There is a requirement in industry for the measurement of conditions such as strain or temperature at all points over long distances. Typical uses are for monitoring oil and gas wells, long cables and pipelines. A typical wellbore has seepage of unwanted contaminants, especially in later stages of the production life of an oil or gas field. Temperature profiles along the wellbore can indicate where there are seepages or other problems and this can enable remedial action. Distributed temperature sensors often use Raman or Brillouin components of scattered light in optical fibres as the means to determine the temperature. Here, light from an optical source is launched into a fibre and the small amount of light that is scattered back towards the source is analysed. By using pulsed light and measuring the returning signal as a function of time, the backscattered light can be correlated to distance along the fibre. This backscattered light contains a component which is elastically scattered (Rayleigh light) and components that are up- and down-shifted in frequency from the source light (Raman and Brillouin anti-Stokes and Stokes light respectively, also known as inelastic scattered light). The powers of the returning Raman components are temperature dependent and so analysis of these components yields the temperature. The powers and frequency of the returning Brillouin components are strain and temperature dependent and so analysis of both components can yield temperature and strain independently.

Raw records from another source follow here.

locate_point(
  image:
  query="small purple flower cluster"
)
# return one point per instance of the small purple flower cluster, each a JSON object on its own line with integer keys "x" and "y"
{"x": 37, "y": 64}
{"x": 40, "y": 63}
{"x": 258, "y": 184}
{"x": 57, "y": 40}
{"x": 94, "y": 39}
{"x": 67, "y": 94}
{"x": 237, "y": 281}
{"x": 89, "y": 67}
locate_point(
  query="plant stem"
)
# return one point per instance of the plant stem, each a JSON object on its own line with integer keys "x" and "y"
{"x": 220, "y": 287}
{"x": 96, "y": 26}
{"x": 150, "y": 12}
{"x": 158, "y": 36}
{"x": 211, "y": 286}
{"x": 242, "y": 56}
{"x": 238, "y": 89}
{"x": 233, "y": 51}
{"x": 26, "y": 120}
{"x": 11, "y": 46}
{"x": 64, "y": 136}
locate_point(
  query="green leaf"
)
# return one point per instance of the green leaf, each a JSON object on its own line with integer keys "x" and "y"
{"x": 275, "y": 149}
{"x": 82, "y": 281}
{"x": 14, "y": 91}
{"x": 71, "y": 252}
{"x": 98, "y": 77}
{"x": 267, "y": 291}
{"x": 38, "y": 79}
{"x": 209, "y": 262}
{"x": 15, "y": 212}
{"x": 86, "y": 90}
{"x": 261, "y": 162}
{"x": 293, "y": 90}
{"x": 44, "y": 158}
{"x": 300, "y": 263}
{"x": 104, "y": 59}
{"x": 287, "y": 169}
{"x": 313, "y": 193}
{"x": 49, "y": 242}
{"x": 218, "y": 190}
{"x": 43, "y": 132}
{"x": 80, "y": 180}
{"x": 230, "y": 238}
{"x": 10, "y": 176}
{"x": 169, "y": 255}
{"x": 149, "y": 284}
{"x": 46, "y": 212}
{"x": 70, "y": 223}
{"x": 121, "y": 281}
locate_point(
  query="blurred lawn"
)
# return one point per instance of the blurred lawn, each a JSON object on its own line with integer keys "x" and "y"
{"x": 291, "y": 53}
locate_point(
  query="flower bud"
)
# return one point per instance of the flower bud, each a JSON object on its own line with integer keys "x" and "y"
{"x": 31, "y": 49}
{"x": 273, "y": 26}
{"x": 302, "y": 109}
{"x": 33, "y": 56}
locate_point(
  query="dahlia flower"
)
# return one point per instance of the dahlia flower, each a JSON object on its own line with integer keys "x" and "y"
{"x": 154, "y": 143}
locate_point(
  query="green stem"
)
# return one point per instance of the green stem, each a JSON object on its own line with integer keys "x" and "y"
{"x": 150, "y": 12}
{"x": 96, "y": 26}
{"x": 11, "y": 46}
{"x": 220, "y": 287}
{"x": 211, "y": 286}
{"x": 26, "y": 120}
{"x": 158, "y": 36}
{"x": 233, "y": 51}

The principles of analysing Brillouin backscatter for measuring strain and temperature has been described before, and reference is made to:    Parker, T. R., Farhadiroushan, M., Handerek, V. A., and Rogers, A. J., “Temperature and strain dependence of the power level and frequency of spontaneous Brillouin scattering in optical fibres”, Optics Letters, 1 Jun. 1997, Vol. 22, No. 11, pp. 787-789 and to:    Parker, T. R., Farhadiroushan, M., Feced, R., Handerek, V. A., Rogers, A. J., “Simultaneous Distributed Measurement of Strain and Temperature from Noise-Initiated Brillouin Scattering in Optical Fibres”, IEEE Journal of Quantum Electronics, Apr. 1998, Vol. 34, No. 4, pp. 645-659.
If the frequency and power of the Brillouin backscatter can be measured then the strain and temperature in the fibre can be determined.
It is known to install a suitable fibre in a conduit such as a pipe or bore at the time of commissioning, or installing or lining the pipe or bore. There are various known methods of protecting the fibre from damage and for fixing the fibre. Once the pipe or bore is in use, and carrying a fluid, typically pressurised, it is more difficult and costly to add a sensing fibre, or to deploy one temporarily and withdraw it after sensing. It is known to interrupt production from an oil well to perform what is known as a wellbore logging intervention. This can involve lowering logging tools into the wellbore, using gravity pull. When the wellbore angle/deviation become too high, normally above 70 degrees, a so-called “well tractor” can be used to overcome friction. This “tractor” will drive the tools into their desired location.
Another known method involves using coiled tubing, where the logging tools are brought to their desired location by pushing the coiled tubing from surface. A problem with coiled tubing is that it is subjected to buckling due to the nature of the coil being bent on a spool when deployed, even though straightening mechanism are used on the coil before this enters the wellbore. This can prevent the coiled tubing from reaching more than several hundred meters. This is not far enough into the wellbore for many applications.
Both these methods (“tractor” and coiled tubing) are expensive in terms of requiring a considerable number of personnel to operate, and in the case of coiled tubing, the surface systems are large and it can take a long time to rig up on the wellhead.
Also, to perform an intervention in a well using above methods, there is a need for vertical headroom above the wellhead. This may need to be 5 meters or more. In some locations, especially on offshore platforms, such vertical rig-up space is not available due to a deck or similar structure above.
It is known from U.S. Pat. No. 6,557,249 to Pruett that a process of inserting a fibre includes a step of strengthening an optical fibre by adding a UV curable resin around the fibre, to enable the fibre to resist higher temperatures in environments such as underground wellbores and to give it some stiffness. The strengthened fibre is passed through an impeller using wheels or a caterpillar track which pushes the fibre into a duct, optionally through a pressure chamber. The strengthened fibre is flexible enough to be bent round a 12 inch radius, and so could be liable to buckle if inserted into a large diameter pipe. The patent proposes insertion into a pre installed quarter inch capillary tube. This capillary tube would be pre installed within the wellbore, but this involves a separate process which adds considerable cost and complexity.
It is also known to insert fibres into conduits by fluid flow along the conduit. This clearly is not practical if the normal flow is against the direction of insertion. In some cases a separate narrower duct could be inserted into the conduit and the fibre floated into the duct, but this adds to the complexity and expense of the operation.